MY: I have a couple of tactics. One of my favorites is to do a poetry marathon. Inspired by Tupelo Press’s 30/30 Project, I write a poem a day in April. Since 2020, I’ve been inviting other poets and writers to join me. I encourage folks to share the opportunity with their friends, so I’ve gotten to write alongside poets and writers I’ve never met before. I share a brief prompt for each day, and we all share what we write each day in a giant, sprawling series of google docs. The time pressure helps me be generative, and I get so inspired and fired up by my collaborators.
DL: What was the best writing advice you’ve ever been given?

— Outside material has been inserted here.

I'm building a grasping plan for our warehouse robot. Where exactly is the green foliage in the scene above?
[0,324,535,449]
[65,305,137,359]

MY: My favorite writing advice comes from one of my favorite poems,“Berryman,” by W.S. Merwin. The young poet asks how you can know if anything you write is ever good. And Berryman responds, “you can't you can never be sure / you die without knowing / whether anything you wrote was any good if you have to be sure don't write.” I find this ultimately really liberating. It reminds me to focus on the process and the joy I find in writing and letting go of expectations – mine and other people’s.

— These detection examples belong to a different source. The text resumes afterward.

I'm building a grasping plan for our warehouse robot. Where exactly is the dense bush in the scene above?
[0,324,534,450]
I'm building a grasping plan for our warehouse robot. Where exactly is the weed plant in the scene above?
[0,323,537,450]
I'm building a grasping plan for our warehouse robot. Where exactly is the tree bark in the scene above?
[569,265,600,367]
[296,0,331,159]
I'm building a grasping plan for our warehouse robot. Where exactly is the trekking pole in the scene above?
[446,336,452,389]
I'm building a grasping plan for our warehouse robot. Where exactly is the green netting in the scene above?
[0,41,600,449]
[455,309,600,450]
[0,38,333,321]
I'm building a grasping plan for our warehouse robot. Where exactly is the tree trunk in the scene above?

DL: If you were hosting a dinner party which three authors would be your
dream guests and why?
MY: I’d love
to sit down with Ross Gay and Aimee Nezhukumatathil. I admire them both as
individual writers, and they wrote a wonderful collaborative chapbook about their gardens.

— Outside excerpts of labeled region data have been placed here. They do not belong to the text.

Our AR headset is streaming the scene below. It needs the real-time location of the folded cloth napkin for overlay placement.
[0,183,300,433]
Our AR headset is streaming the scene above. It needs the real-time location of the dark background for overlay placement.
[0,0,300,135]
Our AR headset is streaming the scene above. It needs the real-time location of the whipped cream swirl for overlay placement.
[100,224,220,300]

I want to hear about their process, what they’re writing now, and what they’re
growing. I will cheat and say I’d invite two other poets I know to join us,
Sara Burnett and Rachel Carstens, who are my first readers, my writing
cheerleaders, and wonderful gardener poets themselves.
DL: What
tips would you give to aspiring writers?
MY: Don’t get discouraged by rejection when you start sending stuff out. It will likely happen a lot. I like the “try to get 100 rejections in a year” goal which some brilliant person on the Internet suggested. If you need to take a break from sending stuff out for a bit, that’s totally fine! But don’t get daunted or deterred. Just keep doing great work and sharing it with the world.
DL: What
do you like to do when you are not writing?
MY: I love
rock climbing, going on walks with friends, baking, and dancing. I love seeing
people perform, and I love performing as well. What keeps me going is the
connections I have with friends and family and my broader communities.
DL: What
are three things you can’t live without?
MY: Good company, good books, and good cheese.
DL: Would
you like to share an excerpt from I (want) to love you, Baltimore?
MY: Sure, here you go:
Kintsugi
At an
exhibit on Kyoto at the Met,
My young friend
Alice told me
how
artists will take broken
shards of
porcelain, misfired,
fractured
by table corners
and wrong
footedness, and make
them whole
again with lacquer
mixed with
heated lines of gold.
Who am I then – in the story where
I stayed,
commuting nowhere,
Baltimore
with a window that opens
in
grudging inches, aches that never go
away in
that bad ankle on a cold hard
Tuesday at
3 am. Across from a parking
lot where
the tow truck’s lights gleam
in steady
patterns, ambulances’
visitations,
still unfixed, cypresses
baring
themselves to December,
cartilage
clacking in the cold.
At the
Met, the gleaming stag stood
before us
at the heart of the exhibit,
transformed
into a messenger
whose
element was mirrors, rows
of
ornaments impossibly lit within.
I wanted
to run my hands
over the
glass. I wanted to be
the person
who believed in repair,
clean breakages.
DL: What
new projects are you currently working on?
MY: I’m
currently working on a chapbook called Women and Other Monsters. I love
writing persona poems, and I’ve written a lot from the perspective of women
monsters, villains, and anti-heroes. In these poems, I get to be someone else
for a bit. And I get to explore ideas around myth, gender, queerness, history
and more.
DL: Where
can readers learn more about you and purchase your book(s)?
MY: Readers can
get more information here:
Website: https://www.yellowarrowpublishing.com/store/love-you-baltimore-wir-2022-paperback
DL: Thanks so
much for being here with us today. I know my readers will enjoy getting to know
you and your work.
MY: Thanks so
much! Greatly appreciate the opportunity!